Start for this design was to break up the circle of usual copyright-sign via a F like freedom
I took the resulting form that resembles a key
C for the Free Content Mark, X for Free Expression and the empty one for a general Freedom Defined logo
All logos can be combined with type...
... and should also work in icon size
Dan Lockton's logos
My starting point is the observation that since the (C) mark is so universally known, the freedom marks ultimately need to be equally so. The (C) mark is also very easy for anyone to draw by hand and thus add to their work at the time of creation - again, the freedom mark needs to be equally easy to draw by hand (with distinct features which are memorable and recognisable even if imperfectly reproduced).
It may be 'boring' but it would seem that an F in a circle fulfils these requirements well - but it is rather dull. There are also a number of company logos using a lower-case script f in a circle, and this could cause confusion. So, initially, I tried some stylised letter fs in a circle:
These still look rather corporate and not especially 'friendly'. Lower-case text is often perceived as friendlier and less authoritarian than capital letters, and actual fonts rather than heavily stylised letters also help give a more human feel to the logo. So I looked at a couple of the best-known Free/Open Source fonts, Gentium and Bitstream Vera Sans and played with the lower-case f from these fonts:
The logo using Bitstream looks more 'modern'/futuristic than the Gentium one, especially when matched with suitably dynamic, friendly colours:
However, given the strong literary component of the free culture movement, the serifed, more 'classic' Gentium f somehow seems more appropriate:
To distinguish between 'free content' and 'free expression', as mentioned in the intro to the contest, I considered simply using a warmer, more 'passionate' colour:
But it seemed as though something more was needed: a more distinctive, genuinely playful extension of the logo. Hence, the "Flowering of Creativity" concept developed:
There are many metaphors which work well when comparing free expression and free culture to a flower:
- Free culture will lead to an enormous flowering of creativity around the world, a blossoming of rich content
- The multiplicity of petals symbolises the many people and groups around the world who together make up the value of the freedom movement
- The flower is open, just as works available freely are open to all
- The 'garden' of free culture is a fertile one: so many projects and works can grow from the work of others - pretty much the purpose of the GPL
Lastly - note the black & white versions of the flower logo: easy to draw quickly by hand (particularly the right-hand one) to add to any document, artwork, etc to show it's being freely licensed. The variations in how the flower is drawn, from exaggeratedly bubbly petals to precisely geometric, again demonstrate the diversity of the free culture movement, and will allow a playful personality to be injected with every hand drawing of the logo - truly free expression! The logo itself becomes a triumphant doodle symbolising peaceful rejection of the copyright hegemony.

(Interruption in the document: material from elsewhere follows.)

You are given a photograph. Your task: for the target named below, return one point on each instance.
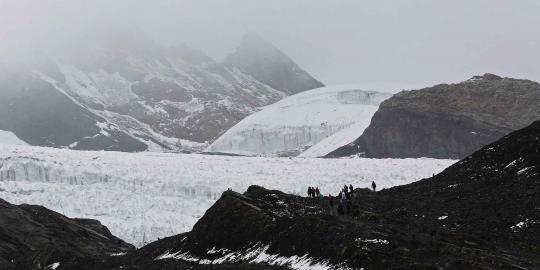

Finally, then, these are my favoured versions of the logos:
The simple 'f' in a circle illustrates free content and perhaps the movement generally; the flower version explicitly emphasises freedom of expression. The colours are only a suggestion! --Dan Lockton 18:34, 2 September 2006 (CEST)
- Nice work, I like the simple flower-outline black & white form (the right-hand one).
- Please note, by the way, that the "Free Expression" term has been dropped because it was too ambiguous, so we only need a "Free Content" logo. I'll update the contest description to reflect this.